The litigation stems from a report by Stanford grad student Jonathan Mayer that Vibrant -- along with Google, PointRoll and the WPP's Media Innovation Group -- used a workaround to bypass the Safari browser's settings by setting tracking cookies. All of the companies were then able to serve ads to Web users based on their Internet activity.
Google, Vibrant Media and PointRoll confirmed Mayer's report when it came out in February, and said they had stopped tracking Safari users or would soon do so. WPP has never commented. None of the companies were accused of connecting the cookie-based data they allegedly obtained to users' names or other personally identifiable information.
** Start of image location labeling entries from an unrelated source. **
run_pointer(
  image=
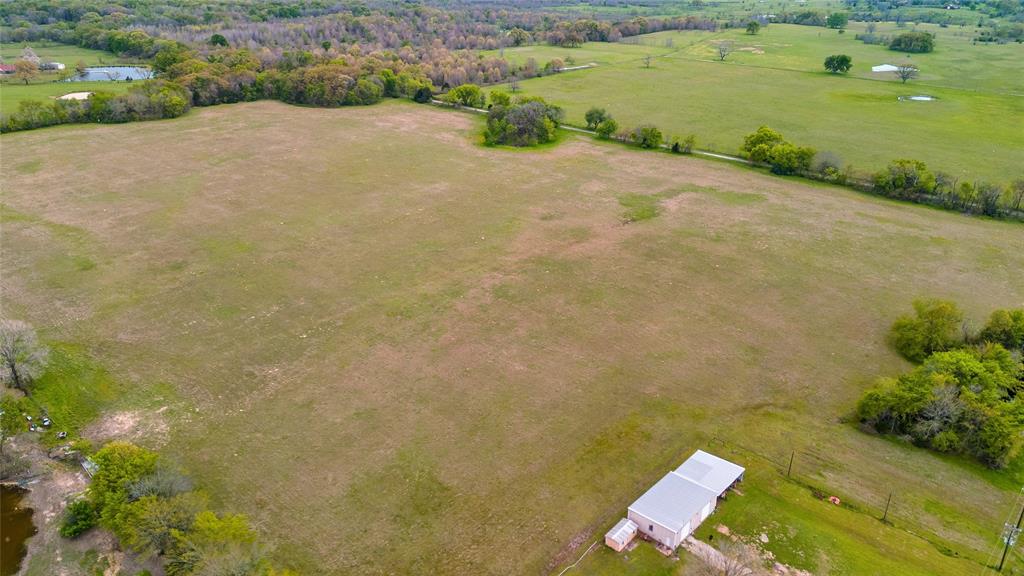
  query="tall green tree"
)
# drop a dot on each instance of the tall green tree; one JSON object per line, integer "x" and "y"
{"x": 935, "y": 326}
{"x": 839, "y": 64}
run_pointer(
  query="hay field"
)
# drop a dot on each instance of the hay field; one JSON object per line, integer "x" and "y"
{"x": 399, "y": 352}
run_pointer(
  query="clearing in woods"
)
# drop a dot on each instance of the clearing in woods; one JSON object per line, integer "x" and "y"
{"x": 404, "y": 353}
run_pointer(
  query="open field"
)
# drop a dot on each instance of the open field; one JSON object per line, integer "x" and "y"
{"x": 399, "y": 352}
{"x": 954, "y": 64}
{"x": 54, "y": 51}
{"x": 972, "y": 134}
{"x": 12, "y": 92}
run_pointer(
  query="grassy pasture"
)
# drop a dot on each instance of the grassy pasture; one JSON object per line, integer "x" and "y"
{"x": 955, "y": 63}
{"x": 398, "y": 359}
{"x": 972, "y": 134}
{"x": 12, "y": 92}
{"x": 54, "y": 51}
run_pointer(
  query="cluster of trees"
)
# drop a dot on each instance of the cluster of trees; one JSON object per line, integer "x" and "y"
{"x": 521, "y": 122}
{"x": 836, "y": 21}
{"x": 911, "y": 180}
{"x": 915, "y": 42}
{"x": 145, "y": 100}
{"x": 768, "y": 147}
{"x": 601, "y": 122}
{"x": 963, "y": 396}
{"x": 154, "y": 510}
{"x": 229, "y": 75}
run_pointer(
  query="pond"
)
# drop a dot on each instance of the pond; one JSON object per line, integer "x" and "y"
{"x": 111, "y": 73}
{"x": 15, "y": 528}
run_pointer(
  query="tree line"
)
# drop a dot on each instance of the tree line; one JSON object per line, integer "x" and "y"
{"x": 963, "y": 397}
{"x": 152, "y": 507}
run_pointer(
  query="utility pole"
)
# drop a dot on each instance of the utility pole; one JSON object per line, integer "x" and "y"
{"x": 1010, "y": 535}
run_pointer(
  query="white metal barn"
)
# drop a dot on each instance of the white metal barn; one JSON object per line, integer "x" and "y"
{"x": 711, "y": 471}
{"x": 674, "y": 507}
{"x": 621, "y": 535}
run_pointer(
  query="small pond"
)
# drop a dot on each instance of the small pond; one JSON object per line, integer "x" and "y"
{"x": 111, "y": 73}
{"x": 15, "y": 528}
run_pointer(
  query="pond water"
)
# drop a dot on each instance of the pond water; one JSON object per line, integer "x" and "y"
{"x": 15, "y": 528}
{"x": 111, "y": 73}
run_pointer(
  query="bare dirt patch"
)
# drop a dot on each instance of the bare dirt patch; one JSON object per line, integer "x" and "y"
{"x": 135, "y": 425}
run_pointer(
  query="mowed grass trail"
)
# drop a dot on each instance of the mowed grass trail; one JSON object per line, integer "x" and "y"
{"x": 971, "y": 134}
{"x": 410, "y": 354}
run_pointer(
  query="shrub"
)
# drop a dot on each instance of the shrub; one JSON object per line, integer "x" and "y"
{"x": 1006, "y": 327}
{"x": 423, "y": 94}
{"x": 607, "y": 128}
{"x": 528, "y": 122}
{"x": 839, "y": 64}
{"x": 933, "y": 328}
{"x": 915, "y": 42}
{"x": 906, "y": 179}
{"x": 466, "y": 94}
{"x": 790, "y": 159}
{"x": 595, "y": 116}
{"x": 768, "y": 147}
{"x": 80, "y": 516}
{"x": 957, "y": 401}
{"x": 500, "y": 97}
{"x": 646, "y": 136}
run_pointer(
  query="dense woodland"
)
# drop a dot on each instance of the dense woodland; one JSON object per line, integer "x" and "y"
{"x": 964, "y": 396}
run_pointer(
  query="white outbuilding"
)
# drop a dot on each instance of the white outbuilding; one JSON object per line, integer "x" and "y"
{"x": 673, "y": 508}
{"x": 715, "y": 474}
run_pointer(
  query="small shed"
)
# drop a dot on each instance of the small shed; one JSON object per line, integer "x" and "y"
{"x": 672, "y": 509}
{"x": 711, "y": 471}
{"x": 620, "y": 536}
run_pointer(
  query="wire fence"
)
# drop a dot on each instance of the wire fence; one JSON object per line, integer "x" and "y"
{"x": 812, "y": 468}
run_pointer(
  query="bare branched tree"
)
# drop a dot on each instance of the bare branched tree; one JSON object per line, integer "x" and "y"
{"x": 724, "y": 49}
{"x": 23, "y": 359}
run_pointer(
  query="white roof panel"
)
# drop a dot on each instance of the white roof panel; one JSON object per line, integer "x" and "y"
{"x": 673, "y": 501}
{"x": 711, "y": 471}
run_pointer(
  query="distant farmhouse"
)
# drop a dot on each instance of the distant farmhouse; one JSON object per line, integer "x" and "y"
{"x": 674, "y": 507}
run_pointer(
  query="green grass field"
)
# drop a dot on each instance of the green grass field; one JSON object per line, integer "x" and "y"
{"x": 47, "y": 86}
{"x": 11, "y": 95}
{"x": 464, "y": 362}
{"x": 53, "y": 51}
{"x": 972, "y": 133}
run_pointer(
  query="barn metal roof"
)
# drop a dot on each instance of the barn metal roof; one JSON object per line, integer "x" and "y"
{"x": 673, "y": 501}
{"x": 622, "y": 531}
{"x": 711, "y": 471}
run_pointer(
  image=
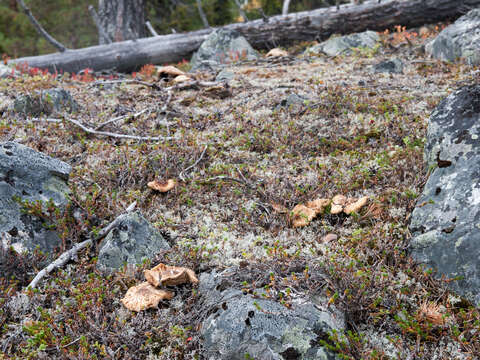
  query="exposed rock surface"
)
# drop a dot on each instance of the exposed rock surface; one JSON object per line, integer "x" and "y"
{"x": 446, "y": 222}
{"x": 459, "y": 40}
{"x": 6, "y": 71}
{"x": 344, "y": 44}
{"x": 244, "y": 327}
{"x": 393, "y": 66}
{"x": 131, "y": 242}
{"x": 45, "y": 102}
{"x": 222, "y": 47}
{"x": 29, "y": 176}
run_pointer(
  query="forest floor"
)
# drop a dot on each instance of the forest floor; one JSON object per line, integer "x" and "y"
{"x": 357, "y": 134}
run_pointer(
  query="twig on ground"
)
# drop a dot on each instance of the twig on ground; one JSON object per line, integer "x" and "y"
{"x": 127, "y": 81}
{"x": 67, "y": 255}
{"x": 120, "y": 136}
{"x": 119, "y": 118}
{"x": 164, "y": 109}
{"x": 181, "y": 175}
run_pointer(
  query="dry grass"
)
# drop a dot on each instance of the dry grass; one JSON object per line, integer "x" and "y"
{"x": 358, "y": 135}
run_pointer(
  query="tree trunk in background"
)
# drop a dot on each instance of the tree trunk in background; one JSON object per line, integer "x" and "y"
{"x": 286, "y": 4}
{"x": 277, "y": 30}
{"x": 121, "y": 20}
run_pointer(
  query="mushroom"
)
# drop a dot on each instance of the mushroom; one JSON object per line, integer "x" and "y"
{"x": 318, "y": 205}
{"x": 162, "y": 186}
{"x": 302, "y": 215}
{"x": 276, "y": 52}
{"x": 169, "y": 275}
{"x": 169, "y": 71}
{"x": 355, "y": 206}
{"x": 144, "y": 296}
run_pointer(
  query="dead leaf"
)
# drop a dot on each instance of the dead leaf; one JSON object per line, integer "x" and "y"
{"x": 356, "y": 206}
{"x": 279, "y": 208}
{"x": 276, "y": 52}
{"x": 330, "y": 237}
{"x": 169, "y": 275}
{"x": 302, "y": 215}
{"x": 318, "y": 205}
{"x": 144, "y": 296}
{"x": 169, "y": 71}
{"x": 162, "y": 186}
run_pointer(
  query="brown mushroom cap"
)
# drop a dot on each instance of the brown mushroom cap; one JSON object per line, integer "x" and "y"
{"x": 144, "y": 296}
{"x": 276, "y": 52}
{"x": 181, "y": 78}
{"x": 302, "y": 215}
{"x": 162, "y": 186}
{"x": 356, "y": 206}
{"x": 169, "y": 71}
{"x": 318, "y": 205}
{"x": 169, "y": 275}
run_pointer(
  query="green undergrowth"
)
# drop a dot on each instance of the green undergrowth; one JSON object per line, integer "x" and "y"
{"x": 356, "y": 135}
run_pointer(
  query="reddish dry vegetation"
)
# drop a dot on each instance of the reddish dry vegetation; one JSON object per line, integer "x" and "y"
{"x": 358, "y": 134}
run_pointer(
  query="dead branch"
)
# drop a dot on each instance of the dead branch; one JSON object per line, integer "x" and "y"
{"x": 181, "y": 175}
{"x": 70, "y": 254}
{"x": 119, "y": 118}
{"x": 39, "y": 27}
{"x": 119, "y": 136}
{"x": 150, "y": 28}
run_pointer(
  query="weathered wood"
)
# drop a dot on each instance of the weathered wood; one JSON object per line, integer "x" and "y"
{"x": 277, "y": 30}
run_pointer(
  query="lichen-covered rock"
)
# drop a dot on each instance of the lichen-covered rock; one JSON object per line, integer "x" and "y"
{"x": 45, "y": 102}
{"x": 459, "y": 40}
{"x": 344, "y": 44}
{"x": 131, "y": 242}
{"x": 29, "y": 176}
{"x": 394, "y": 66}
{"x": 221, "y": 47}
{"x": 243, "y": 327}
{"x": 446, "y": 222}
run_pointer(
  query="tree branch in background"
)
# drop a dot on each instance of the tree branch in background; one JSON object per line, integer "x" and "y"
{"x": 286, "y": 4}
{"x": 100, "y": 28}
{"x": 240, "y": 9}
{"x": 150, "y": 28}
{"x": 202, "y": 14}
{"x": 39, "y": 27}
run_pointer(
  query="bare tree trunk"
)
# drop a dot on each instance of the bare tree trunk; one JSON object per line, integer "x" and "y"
{"x": 150, "y": 28}
{"x": 286, "y": 4}
{"x": 281, "y": 30}
{"x": 39, "y": 27}
{"x": 202, "y": 14}
{"x": 240, "y": 9}
{"x": 97, "y": 22}
{"x": 121, "y": 19}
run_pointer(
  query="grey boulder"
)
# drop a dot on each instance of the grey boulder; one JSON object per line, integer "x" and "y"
{"x": 220, "y": 48}
{"x": 243, "y": 327}
{"x": 345, "y": 44}
{"x": 27, "y": 176}
{"x": 446, "y": 221}
{"x": 131, "y": 242}
{"x": 394, "y": 66}
{"x": 45, "y": 102}
{"x": 459, "y": 40}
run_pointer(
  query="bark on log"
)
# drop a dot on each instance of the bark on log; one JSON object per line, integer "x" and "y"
{"x": 278, "y": 30}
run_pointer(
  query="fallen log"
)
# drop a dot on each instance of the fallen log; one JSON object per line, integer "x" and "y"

Mazzone and Kusanto filed court papers arguing against dismissal. They say that companies like Vibrant should face legal repercussions for revising users' software without their consent. "If Vibrant is allowed to alter plaintiffs' Safari software with impunity, what other software on plaintiffs' devices is [Vibrant] legally allowed to retool without permission," they ask.
Vibrant's motion and replies by Mazzone and Kusanto were made public last week.
PointRoll, WPP and Google also are facing potential class-action lawsuits over the matter. Google agreed to pay $22.5 million to settle Federal Trade Commission charges about the workaround. But the FTC had extra ammunition against Google because the search giant instructed users that the Safari browser blocked tracking cookies. By making that statement, and then circumventing Safari's privacy settings, the search giant allegedly violated a 2011 consent decree prohibiting the company from misrepresenting its privacy practices.